Suddenly I think of what I can say to turn this gloomy conversation around. “Oh, I miss the simple things, like being able to walk naked.”
Grace blinks rapidly, like she wasn’t too sure she heard me right. “Sorry, what did you say?”
“I said I really miss being able to walk naked. I used to walk naked every day, twice a day if the weather was nice.”
The look on Grace’s face shows she doesn’t know how to deal with this tidbit of information, or how to deal with me for that matter. “Didn’t the neighbors mind?”
“It’s never seemed to bother them. They’d just smile and wave.”
“And you, um, you really did this every day?” She’s blushing now.
“Well, if it was raining pretty hard or if I was out of town I didn’t. But I really did miss it if I didn’t get a chance to walk naked. Sometimes I’d be somewhere like the grocery store and think to myself ‘I can’t wait to get home and get naked’!”

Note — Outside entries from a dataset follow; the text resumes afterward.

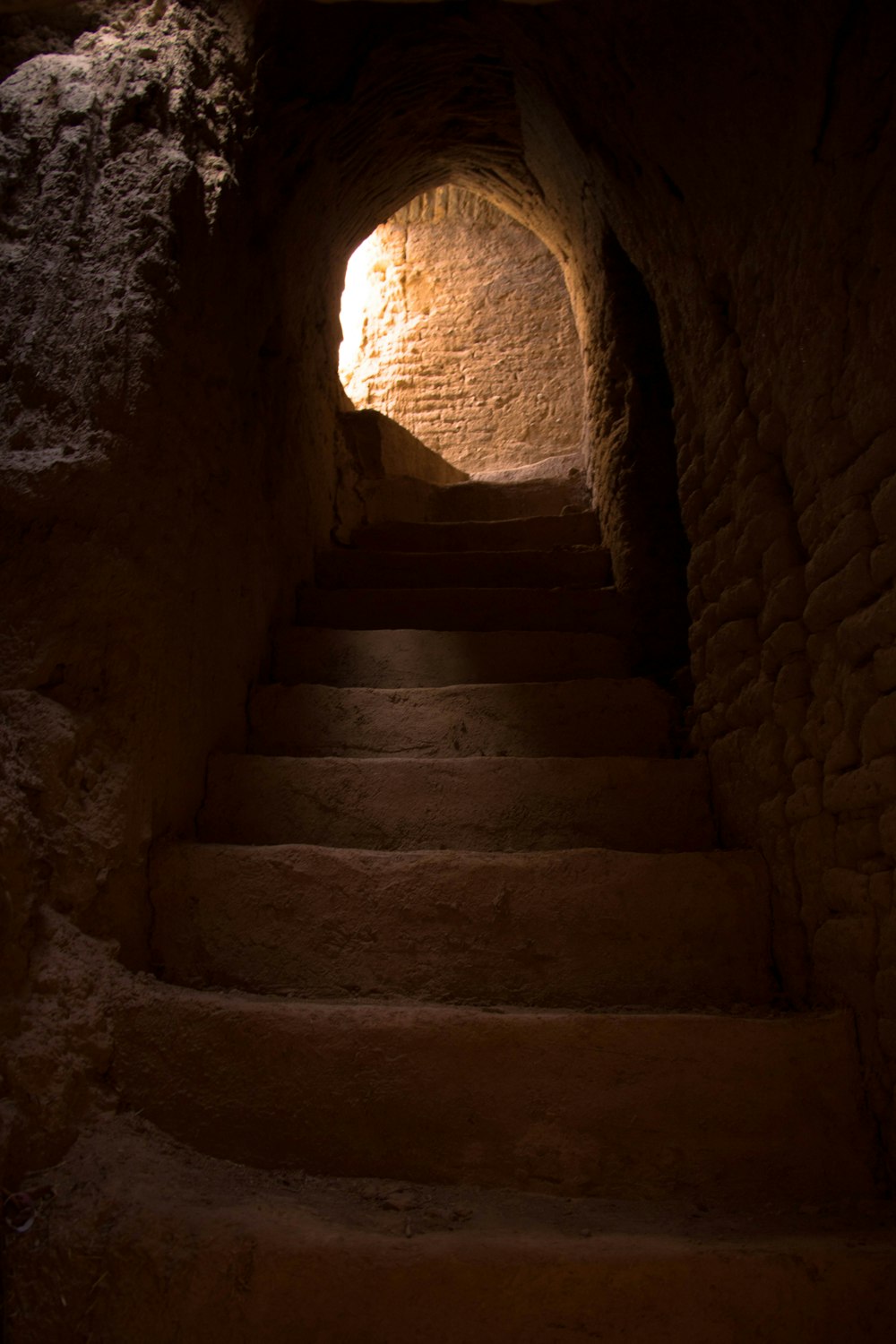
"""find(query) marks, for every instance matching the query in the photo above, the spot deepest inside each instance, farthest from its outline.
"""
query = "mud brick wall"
(468, 335)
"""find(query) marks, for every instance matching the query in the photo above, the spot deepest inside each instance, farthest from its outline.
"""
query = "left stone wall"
(160, 496)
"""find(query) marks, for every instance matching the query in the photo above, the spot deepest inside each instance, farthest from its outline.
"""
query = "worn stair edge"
(568, 566)
(602, 717)
(405, 499)
(602, 610)
(462, 803)
(151, 1244)
(619, 1105)
(528, 534)
(578, 929)
(444, 658)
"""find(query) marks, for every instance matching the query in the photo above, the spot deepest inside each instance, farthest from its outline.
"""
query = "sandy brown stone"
(444, 658)
(470, 803)
(247, 1254)
(556, 929)
(626, 1107)
(549, 718)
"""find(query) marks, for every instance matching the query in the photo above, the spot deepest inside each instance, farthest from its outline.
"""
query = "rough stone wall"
(155, 511)
(172, 312)
(466, 335)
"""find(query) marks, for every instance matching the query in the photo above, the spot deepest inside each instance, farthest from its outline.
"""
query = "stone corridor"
(443, 903)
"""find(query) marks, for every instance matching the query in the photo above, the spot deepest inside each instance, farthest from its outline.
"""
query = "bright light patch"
(360, 298)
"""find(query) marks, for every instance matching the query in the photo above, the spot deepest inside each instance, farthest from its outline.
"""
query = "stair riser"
(444, 658)
(482, 803)
(560, 719)
(405, 499)
(191, 1274)
(530, 534)
(599, 610)
(579, 566)
(581, 929)
(621, 1107)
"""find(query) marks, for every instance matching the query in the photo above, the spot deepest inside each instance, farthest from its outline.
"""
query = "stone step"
(530, 534)
(469, 803)
(444, 658)
(576, 929)
(602, 717)
(567, 566)
(618, 1105)
(209, 1250)
(599, 610)
(405, 499)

Her eyebrows shoot up at this and the redness starts to spread from her cheeks to her ears. “Did you only walk n-n-naked?” she stammers.
“Not always. Sometimes I got naked in the car.”
Grace is now shifting uncomfortably in her seat. She probably regrets getting to know me. She’s fidgeting as she searches for something else to say. Finally she looks up and pointedly asks: “Was Grant fine with this?”
“He got used to it.”
“So how did he feel about you walking naked?”
“He didn’t really care. He just wished we didn’t name the dog Naked.”